Driven by centuries of caste based division in the society, only certain sections have been exposed to education, sanitation, food, art, music and self-elevating literature. Today there is better reach of education across all the sections of the society. However, it does little to change the deficit of the previous backlog of deprivation and the adverse impact that backlog has on those who are trying to progress today. The end result of such complicated dynamics is unequal social progress which has given rise to creation of urban and separation of it from the rural and causing the famous urban-rural divide. With the added layer of social conditioning, the intellect and the heart of the woman encounters an additional thinking point once she deals with the gender aspect of her choices.

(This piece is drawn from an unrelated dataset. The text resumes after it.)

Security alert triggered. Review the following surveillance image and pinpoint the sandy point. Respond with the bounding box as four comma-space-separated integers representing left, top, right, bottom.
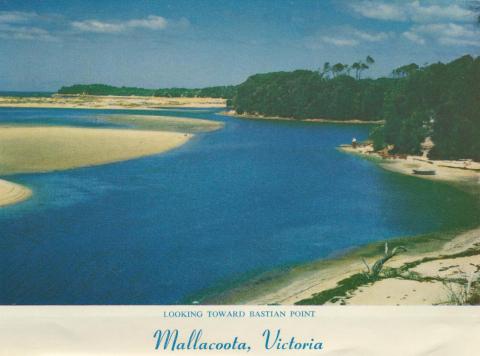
0, 179, 32, 207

The reality of women’s employment

As per the available data from National Sample Survey dating 2009-10, only 26 percent women formed a part of the work force in India. Of which, 56 percent were self-employed, 4 percent were salaried workers and 40 percent were casual laborers. Men have inordinately higher percentages in all the aforementioned categories. In the salaried category, women were reported to be paid much lower than their male counterparts with a difference of 38 percent in rural areas and 19 percent in urban areas. Considering that a pan India figure of a rather outdated data shows 56 percent self-employment in women; it would be interesting to scale up the status of self-employment in the country and world over to see the status of self-employed women who at worse own beauty parlors and tailor shops for self-sustenance and at best start up an enterprise which gives boost to the economy and brings in social recognition.

CNBC published a listicle on 20 hottest startups the world over for the year 2015. In the list of 20, India figures tenth with a woman led enterprise. Upon further observation, two other women feature in the same list of which one hails from Portugal and the other from Philippines. It would be interesting to note that the enterprise of all the three women dealt with children and HR sector. This brings us to the beginning of the article where we dwelt upon how certain works are stereotyped. Are women inclined to make particular choices given their primitive instincts to nurture and procreate despite the modern tools of education and globalization? If the answer to this question is in affirmative, then the next point to think about the estimated loss we face by relative non-involvement of women in science and technology. There is a Facebook joke, “If women personify countries there would be no wars, just a couple of countries not talking to each other.” Yes, we are damn well right. If women were to dominate certain spaces with the combination of primitive instincts and modern tools, maybe, just maybe, there would be no wars.